Effective by January 1, 2015
 Physicians' payment will be modified to be based on the quality of care, not the volume.

Effective by January 1, 2017
 A state may apply to the Secretary of Health & Human Services for a "waiver for state innovation" provided that the state passes legislation implementing an alternative health care plan meeting certain criteria. The decision of whether to grant the waiver is up to the Secretary (who must annually report to Congress on the waiver process) after a public comment period. A state receiving the waiver would be exempt from some of the central requirements of the ACA, including the individual mandate, the creation by the state of an insurance exchange, and the penalty for certain employers not providing coverage. The state would also receive compensation equal to the aggregate amount of any federal subsidies and tax credits for which its residents and employers would have been eligible under the ACA plan, but which cannot be paid out due to the structure of the state plan. In order to qualify for the waiver, the state plan must provide insurance at least as comprehensive and as affordable as that required by the ACA, must cover at least as many residents as the ACA plan would, and cannot increase the federal deficit. The coverage must continue to meet the consumer protection requirements of the ACA, such as the prohibition on increasing premiums because of pre-existing conditions.





Effective by 2018
  All existing health insurance plans must cover approved preventive care and checkups without co-payment. A new 40% excise tax on high cost ("Cadillac") insurance plans is introduced. The tax (as amended by the reconciliation bill) is on the cost of coverage in excess of $27,500 (family coverage) and $10,200 (individual coverage), and it is increased to $30,950 (family) and $11,850 (individual) for retirees and employees in high risk professions. The dollar thresholds are indexed with inflation; employers with higher costs on account of the age or gender demographics of their

employees may value their coverage using the age and gender demographics of a national risk pool.

Effective by 2020
 The Medicare Part D coverage gap (aka "donut hole") would be completely phased out and hence closed.

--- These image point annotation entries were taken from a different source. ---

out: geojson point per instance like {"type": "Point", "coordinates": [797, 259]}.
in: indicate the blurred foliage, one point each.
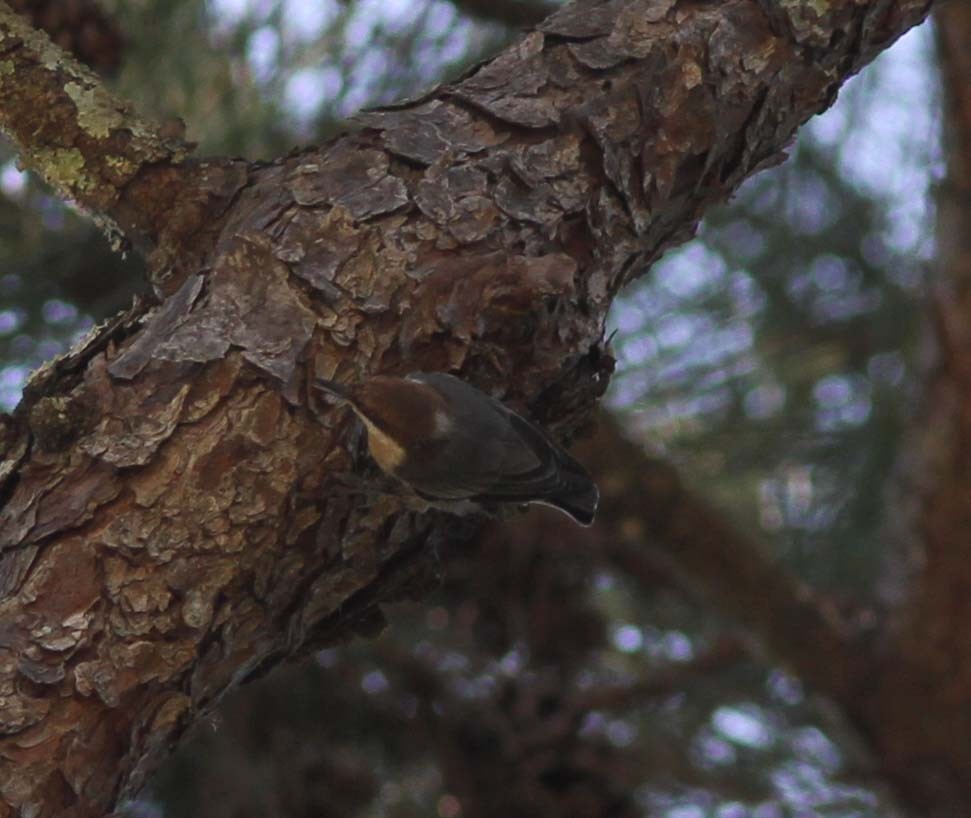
{"type": "Point", "coordinates": [775, 359]}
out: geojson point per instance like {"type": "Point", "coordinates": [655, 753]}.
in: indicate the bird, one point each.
{"type": "Point", "coordinates": [449, 442]}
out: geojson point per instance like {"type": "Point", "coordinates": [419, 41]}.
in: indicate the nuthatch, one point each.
{"type": "Point", "coordinates": [449, 441]}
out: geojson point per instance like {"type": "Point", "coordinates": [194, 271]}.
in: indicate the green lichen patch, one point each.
{"type": "Point", "coordinates": [98, 114]}
{"type": "Point", "coordinates": [62, 167]}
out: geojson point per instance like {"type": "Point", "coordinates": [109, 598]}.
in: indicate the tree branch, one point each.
{"type": "Point", "coordinates": [653, 525]}
{"type": "Point", "coordinates": [172, 521]}
{"type": "Point", "coordinates": [83, 141]}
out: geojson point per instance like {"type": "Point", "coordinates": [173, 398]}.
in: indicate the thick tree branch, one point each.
{"type": "Point", "coordinates": [83, 141]}
{"type": "Point", "coordinates": [172, 521]}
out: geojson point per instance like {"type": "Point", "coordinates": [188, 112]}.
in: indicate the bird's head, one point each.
{"type": "Point", "coordinates": [400, 414]}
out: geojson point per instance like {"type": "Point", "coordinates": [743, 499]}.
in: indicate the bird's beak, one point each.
{"type": "Point", "coordinates": [333, 388]}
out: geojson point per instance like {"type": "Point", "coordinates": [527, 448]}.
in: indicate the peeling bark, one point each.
{"type": "Point", "coordinates": [172, 516]}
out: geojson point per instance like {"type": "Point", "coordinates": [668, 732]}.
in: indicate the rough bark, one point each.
{"type": "Point", "coordinates": [172, 518]}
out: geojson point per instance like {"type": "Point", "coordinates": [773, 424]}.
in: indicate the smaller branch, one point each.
{"type": "Point", "coordinates": [78, 26]}
{"type": "Point", "coordinates": [83, 141]}
{"type": "Point", "coordinates": [643, 501]}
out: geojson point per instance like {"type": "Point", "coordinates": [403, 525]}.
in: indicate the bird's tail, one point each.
{"type": "Point", "coordinates": [332, 388]}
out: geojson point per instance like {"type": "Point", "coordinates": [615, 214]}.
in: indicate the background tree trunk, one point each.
{"type": "Point", "coordinates": [172, 519]}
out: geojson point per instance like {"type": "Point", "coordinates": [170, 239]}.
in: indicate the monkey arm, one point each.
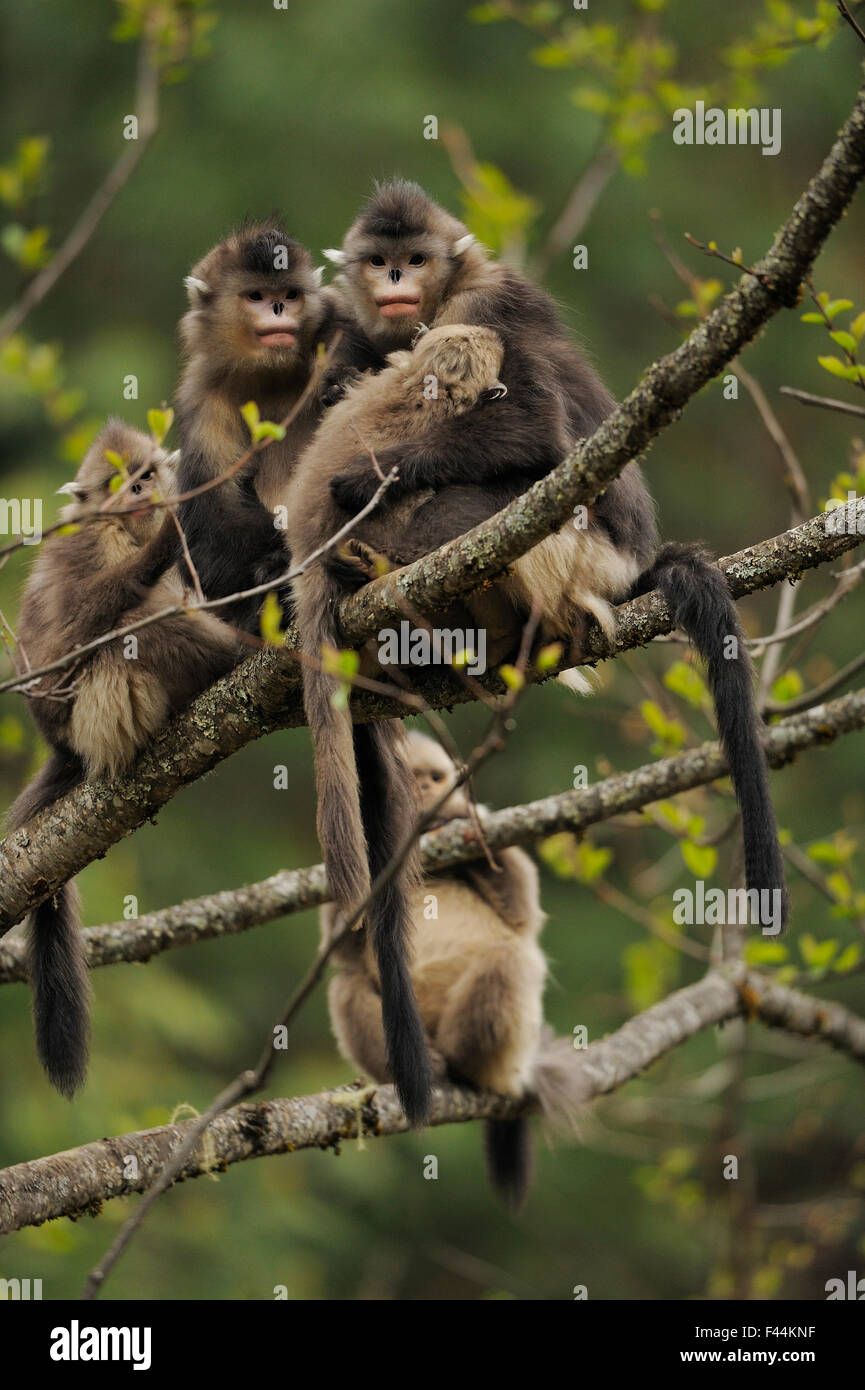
{"type": "Point", "coordinates": [481, 446]}
{"type": "Point", "coordinates": [231, 534]}
{"type": "Point", "coordinates": [348, 360]}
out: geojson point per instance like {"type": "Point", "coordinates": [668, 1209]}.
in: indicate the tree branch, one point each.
{"type": "Point", "coordinates": [79, 1180]}
{"type": "Point", "coordinates": [263, 694]}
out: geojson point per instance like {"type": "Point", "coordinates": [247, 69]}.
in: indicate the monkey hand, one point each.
{"type": "Point", "coordinates": [335, 382]}
{"type": "Point", "coordinates": [352, 491]}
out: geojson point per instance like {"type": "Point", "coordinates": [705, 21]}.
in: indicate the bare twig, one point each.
{"type": "Point", "coordinates": [825, 402]}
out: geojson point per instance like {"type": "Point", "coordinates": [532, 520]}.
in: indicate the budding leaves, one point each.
{"type": "Point", "coordinates": [344, 667]}
{"type": "Point", "coordinates": [260, 428]}
{"type": "Point", "coordinates": [270, 620]}
{"type": "Point", "coordinates": [160, 421]}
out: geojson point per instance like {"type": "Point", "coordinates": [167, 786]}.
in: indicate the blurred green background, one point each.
{"type": "Point", "coordinates": [299, 110]}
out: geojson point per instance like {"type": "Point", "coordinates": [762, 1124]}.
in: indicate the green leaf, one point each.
{"type": "Point", "coordinates": [835, 366]}
{"type": "Point", "coordinates": [823, 852]}
{"type": "Point", "coordinates": [844, 339]}
{"type": "Point", "coordinates": [817, 954]}
{"type": "Point", "coordinates": [701, 859]}
{"type": "Point", "coordinates": [683, 680]}
{"type": "Point", "coordinates": [270, 619]}
{"type": "Point", "coordinates": [764, 952]}
{"type": "Point", "coordinates": [251, 416]}
{"type": "Point", "coordinates": [787, 685]}
{"type": "Point", "coordinates": [550, 656]}
{"type": "Point", "coordinates": [260, 428]}
{"type": "Point", "coordinates": [849, 958]}
{"type": "Point", "coordinates": [486, 14]}
{"type": "Point", "coordinates": [513, 679]}
{"type": "Point", "coordinates": [116, 460]}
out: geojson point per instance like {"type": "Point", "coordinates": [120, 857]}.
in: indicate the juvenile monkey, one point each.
{"type": "Point", "coordinates": [406, 262]}
{"type": "Point", "coordinates": [100, 710]}
{"type": "Point", "coordinates": [365, 798]}
{"type": "Point", "coordinates": [479, 975]}
{"type": "Point", "coordinates": [256, 316]}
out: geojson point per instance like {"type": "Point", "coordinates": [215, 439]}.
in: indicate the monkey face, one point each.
{"type": "Point", "coordinates": [399, 260]}
{"type": "Point", "coordinates": [401, 287]}
{"type": "Point", "coordinates": [145, 470]}
{"type": "Point", "coordinates": [255, 303]}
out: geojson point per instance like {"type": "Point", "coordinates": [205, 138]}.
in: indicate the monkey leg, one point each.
{"type": "Point", "coordinates": [356, 1020]}
{"type": "Point", "coordinates": [491, 1025]}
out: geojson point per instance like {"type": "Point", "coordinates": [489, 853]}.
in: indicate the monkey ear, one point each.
{"type": "Point", "coordinates": [73, 489]}
{"type": "Point", "coordinates": [199, 289]}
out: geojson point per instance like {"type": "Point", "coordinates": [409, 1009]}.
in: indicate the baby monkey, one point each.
{"type": "Point", "coordinates": [100, 710]}
{"type": "Point", "coordinates": [365, 799]}
{"type": "Point", "coordinates": [479, 976]}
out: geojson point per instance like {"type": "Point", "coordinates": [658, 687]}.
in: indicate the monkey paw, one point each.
{"type": "Point", "coordinates": [334, 385]}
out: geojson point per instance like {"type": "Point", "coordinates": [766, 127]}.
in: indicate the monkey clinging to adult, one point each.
{"type": "Point", "coordinates": [102, 709]}
{"type": "Point", "coordinates": [256, 316]}
{"type": "Point", "coordinates": [479, 975]}
{"type": "Point", "coordinates": [406, 262]}
{"type": "Point", "coordinates": [365, 795]}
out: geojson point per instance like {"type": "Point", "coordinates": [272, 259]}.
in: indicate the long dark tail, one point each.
{"type": "Point", "coordinates": [700, 602]}
{"type": "Point", "coordinates": [365, 809]}
{"type": "Point", "coordinates": [509, 1155]}
{"type": "Point", "coordinates": [57, 958]}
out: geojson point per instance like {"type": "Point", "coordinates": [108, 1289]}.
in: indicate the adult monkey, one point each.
{"type": "Point", "coordinates": [256, 316]}
{"type": "Point", "coordinates": [405, 262]}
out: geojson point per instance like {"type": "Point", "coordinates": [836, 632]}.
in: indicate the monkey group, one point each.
{"type": "Point", "coordinates": [452, 375]}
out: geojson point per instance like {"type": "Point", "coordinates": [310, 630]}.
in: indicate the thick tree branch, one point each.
{"type": "Point", "coordinates": [79, 1180]}
{"type": "Point", "coordinates": [264, 694]}
{"type": "Point", "coordinates": [239, 909]}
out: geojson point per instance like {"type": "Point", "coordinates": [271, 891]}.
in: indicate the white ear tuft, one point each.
{"type": "Point", "coordinates": [198, 288]}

According to the Centers for Medicare and Medicaid Services, by 2019 the Act will increase expenditures on Medicaid and individual subsidies by $165 billion annually while reducing Medicare expenditures by $125 billion annually.

Impact on child-only policies
In September 2010, some insurance companies announced that in response to the law, they would end the issuance of new child-only policies. Kentucky Insurance Commissioner Sharon Clark said the decision by insurers to stop offering such policies was a violation of state law and ordered insurers to offer an open enrollment period in January 2011 for Kentuckians under 19. An August 2011 Congressional report found that passage of the health care law prompted health insurance carriers to stop selling new child-only health plans in many states. Of the 50 states, 17 reported that there were currently no carriers selling child only health plans to new enrollees. Thirty-nine states indicated at least one insurance carrier exited the child-only market following enactment of the health care laws.